Home ownership isn’t just the mortgage payment, after all. There are many other costs on top of it, such as real estate taxes, fire and ambulance fees, hazard and flood insurance, homeowners’ association fees, and more. And there are lawnmowers to buy, and cars needed for transportation, and furniture and appliances to purchase, maintain, or replace. I never thought of those things before buying more house than I could afford. Sadly, it was much later that I heard Suze Orman talk about the necessity of doing a trial run and living as if you already have a mortgage before you actually take the plunge. It’s a great idea. You put away the monthly mortgage payment that you believe you can afford each month for three to six months, plus an additional 30% for other ordinary house-related expenses, and never touch it to live. Then you take stock and see if you are hurting financially on a day-to-day basis. Can you pay your bills? Is there leftover money for fun? Can you still cover life’s inevitable unexpected expenses? Or is paying the proposed mortgage and its attendant other costs a miserable stretch? Suze has come up with a great way to test. Too bad I never heard of it when I was looking to buy my first house.
You live and you learn. Or do you? I can’t say that my current house makes any more sense than my previous one. Why? Oh, this time the math was done in advance. On a month-to-month basis, there’s enough cash coming in to support the household. But there’s something else to take into account that nobody ever talks about. Taking out a 30-year fixed mortgage is a huge risk when continued employment for 30 years is no longer the typical American paradigm.
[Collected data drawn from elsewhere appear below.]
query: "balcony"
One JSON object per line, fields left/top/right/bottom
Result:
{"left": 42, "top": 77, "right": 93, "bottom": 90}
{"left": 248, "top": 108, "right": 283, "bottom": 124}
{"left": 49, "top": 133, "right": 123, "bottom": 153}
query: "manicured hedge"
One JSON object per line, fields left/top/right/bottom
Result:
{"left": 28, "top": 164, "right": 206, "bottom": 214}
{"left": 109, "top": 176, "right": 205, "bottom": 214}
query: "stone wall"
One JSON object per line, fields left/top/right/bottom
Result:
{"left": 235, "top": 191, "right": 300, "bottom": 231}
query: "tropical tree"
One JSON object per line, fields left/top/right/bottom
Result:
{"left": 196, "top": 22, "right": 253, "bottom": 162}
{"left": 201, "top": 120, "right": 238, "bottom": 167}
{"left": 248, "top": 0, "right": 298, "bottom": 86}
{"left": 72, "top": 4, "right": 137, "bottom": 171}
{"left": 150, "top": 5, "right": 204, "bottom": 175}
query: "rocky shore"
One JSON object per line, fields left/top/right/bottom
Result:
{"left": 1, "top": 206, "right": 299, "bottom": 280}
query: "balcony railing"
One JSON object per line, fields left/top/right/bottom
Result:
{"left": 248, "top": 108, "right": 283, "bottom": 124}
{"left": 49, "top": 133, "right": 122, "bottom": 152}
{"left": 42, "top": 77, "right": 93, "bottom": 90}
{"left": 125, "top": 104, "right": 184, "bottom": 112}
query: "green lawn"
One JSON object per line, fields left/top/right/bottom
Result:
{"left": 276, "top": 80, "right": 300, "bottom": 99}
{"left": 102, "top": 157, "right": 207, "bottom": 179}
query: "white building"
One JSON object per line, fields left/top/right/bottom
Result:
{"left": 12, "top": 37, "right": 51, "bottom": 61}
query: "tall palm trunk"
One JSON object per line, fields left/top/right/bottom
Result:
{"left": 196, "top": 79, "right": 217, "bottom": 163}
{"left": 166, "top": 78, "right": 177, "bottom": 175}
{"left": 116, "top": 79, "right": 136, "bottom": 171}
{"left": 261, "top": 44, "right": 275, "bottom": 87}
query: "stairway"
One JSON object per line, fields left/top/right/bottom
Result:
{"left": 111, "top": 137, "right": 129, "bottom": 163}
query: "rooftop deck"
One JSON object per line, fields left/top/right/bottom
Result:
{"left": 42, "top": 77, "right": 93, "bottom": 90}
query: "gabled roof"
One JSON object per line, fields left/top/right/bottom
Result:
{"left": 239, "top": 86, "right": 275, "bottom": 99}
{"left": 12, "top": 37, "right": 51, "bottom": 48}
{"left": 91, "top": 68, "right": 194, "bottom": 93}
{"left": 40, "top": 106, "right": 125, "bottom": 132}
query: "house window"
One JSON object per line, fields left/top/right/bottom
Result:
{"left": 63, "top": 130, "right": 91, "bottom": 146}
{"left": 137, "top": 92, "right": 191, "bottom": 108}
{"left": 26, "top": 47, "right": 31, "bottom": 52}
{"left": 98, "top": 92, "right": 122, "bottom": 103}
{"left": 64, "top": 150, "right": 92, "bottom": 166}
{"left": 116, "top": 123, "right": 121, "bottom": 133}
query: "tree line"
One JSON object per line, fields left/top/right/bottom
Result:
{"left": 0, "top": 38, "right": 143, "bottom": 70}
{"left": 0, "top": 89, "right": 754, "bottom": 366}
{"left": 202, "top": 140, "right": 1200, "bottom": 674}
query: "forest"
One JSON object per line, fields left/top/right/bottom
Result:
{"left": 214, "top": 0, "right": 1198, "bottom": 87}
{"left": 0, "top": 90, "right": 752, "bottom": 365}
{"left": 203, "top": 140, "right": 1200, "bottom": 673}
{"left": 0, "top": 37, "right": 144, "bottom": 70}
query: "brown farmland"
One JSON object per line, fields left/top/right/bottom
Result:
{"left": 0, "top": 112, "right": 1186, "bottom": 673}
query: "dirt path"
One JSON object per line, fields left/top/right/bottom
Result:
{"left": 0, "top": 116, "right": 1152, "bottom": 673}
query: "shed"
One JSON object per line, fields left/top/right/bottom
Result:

Yeah, I know. It’s really a huge joke. All the people who got ARMs (adjustable rate mortgages) are being told they were acting in a risky manner. But if fact, unless you have the money in an FDIC insured bank to pay off your mortgage entirely, then taking out a mortgage of any duration or on any terms is a huge risk. Yes, the subprime mortgage market dupes and scammers are the first ones to be hurting. But even at this moment, someone is being laid off from a good job that paid the mortgage, and will never be able to find a job that paid as well. And eventually, in a year or two or three, that person is going to lose that house. Without ever doing anything more risky than getting a job and then getting a house with a conventional fixed-rate mortgage.
So, what can we do to guard against the catastrophe of facing foreclosure? Not a lot. Always have a new career in the offing? That takes a lot of energy. Keep enough savings in FDIC insured bank accounts to pay the mortgage for a couple of years while you find a new good job or launch a new career? Maybe that will work, since the value of such money in relation to the mortgage payment does not change, unlike the value of stocks. But that means buying a house well under what you could afford in the first place, so you have extra income to put aside in savings each month. Are most of us doing this? No. The US savings rate is hovering around 1% these days, and was even in negative numbers in 2006.
So expect to sell the house if you lose your job. Expect to sell it if anything significant changes in your personal or financial situation. Don't get so attached to a house that you let it drag you into a crisis. A house may be the American dream, but it's just shelter. It should shield you from harsh weather, not keep you sleepless at night wondering how you will pay the mortgage.